Faster HashMap implementation

Doug Lea dl at cs.oswego.edu
Tue Jun 9 12:09:45 UTC 2009


Alex Yakovlev wrote:
> entrySet() iterator which is very expensive.
> 
> Very big speedup would be to reuse Entry object,

We had originally done this in a few classes.
The Iterator spec even allows it. However, most
usages ignore that part of the spec, and it led
to a bunch of bug reports, so now all Entry iterators
for classes using non-Entry-based representations
create new ones. When running on the -server compiler
this is not a huge loss, but it hurts noticeably
using -client. BTW, when checking performance,
do always run both, and also run across multiple
machines. Especially for hash tables, there are
usually interactions with processor-level properties.

> 
> 3) as for DenseMapMicroBenchmark test - I think that
> CompactHashMap.scala will perform well in such tests
> since it stores primitive types in primitive arrays,

Right. The upcoming Scala specialization support is great
for collections especially. Too bad there doesn't seem
to be a plausible path to this in Java. (Paul Tyma once created
a Java "specifics compiler" to do it manually, but I don't
see this around any more -- http://www.classhat.com seems to have
gone away.)

>  
> Actually, scala version is optimized for memory footprint:
> ...
> and there are very slow resizes when switching
> from byte to short and from short to int arrays.

More generally, the cost of switching representations
and the overhead for choosing and switching are the main
reasons there are so few JDK classes that use multiple internal
data structures. But still there are probably a few
cases where it is worthwhile.

> 
> Well... It is also possible to reorganize index bit structure
> to allow for example up to 2.0 load factor but I am not sure
> if it is really needed.

The main issue is that people (should) use large load factors
only when they want to save pre-allocated array (table) overhead,
which yours doesn't do. Using non-default load factors is
uncommon though. Scanning http://www.google.com/codesearch for
   lang:java new\sHashMap \(\S+,\s \d+.\d+f\)
and further variants (which aren't completely accurate but
close enough) finds only a few > 1, and none I saw > 2.0.
Still, there probably needs to be a better effort to
approximately match current space consumption in these cases.

> 
>     It strikes me that there might be a bigger win available
>     here by using some hybrid strategy based on
>     IdentityHashMap-like single-indirect (i.e., usually
>     at most a single cache miss) for collision-free accesses
>     but using a variant of your clever packed-indices
>     under collisions. I might try this out someday.
> 
> 
> Interesting, I'm looking forward to see it.

On a little bit of preliminary exploration, it might
be better yet to use something like ternary tries for
collision/overflow. It might be a while before I get to
this though.

> or you mean iterateFirst/iterateNext methods?
> Their only purpose is to simplify LinkedMap and reuse code,
> but maybe having different iterators will give some speedup,
> but it's just one virtual call - you think it's really that bad?
> But hence it could not be inlined by HotSpot...

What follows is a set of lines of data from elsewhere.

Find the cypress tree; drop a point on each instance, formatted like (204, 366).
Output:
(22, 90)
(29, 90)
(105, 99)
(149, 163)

Right. Overridden virtual calls inside iterators usually hurt
enough to avoid, but it is worth empirically checking.

>  
> I was thinking if it would be possible to make concurrent
> implementation based on AtomicIntegerArray with CAS/retries,
> but there are some problems I cannot solve. 

Cliff Click's hash table (http://sourceforge.net/projects/high-scale-lib/)
does something along these lines. The tradeoffs involved here
only sometimes seem to win out over current ConcurentHashMap.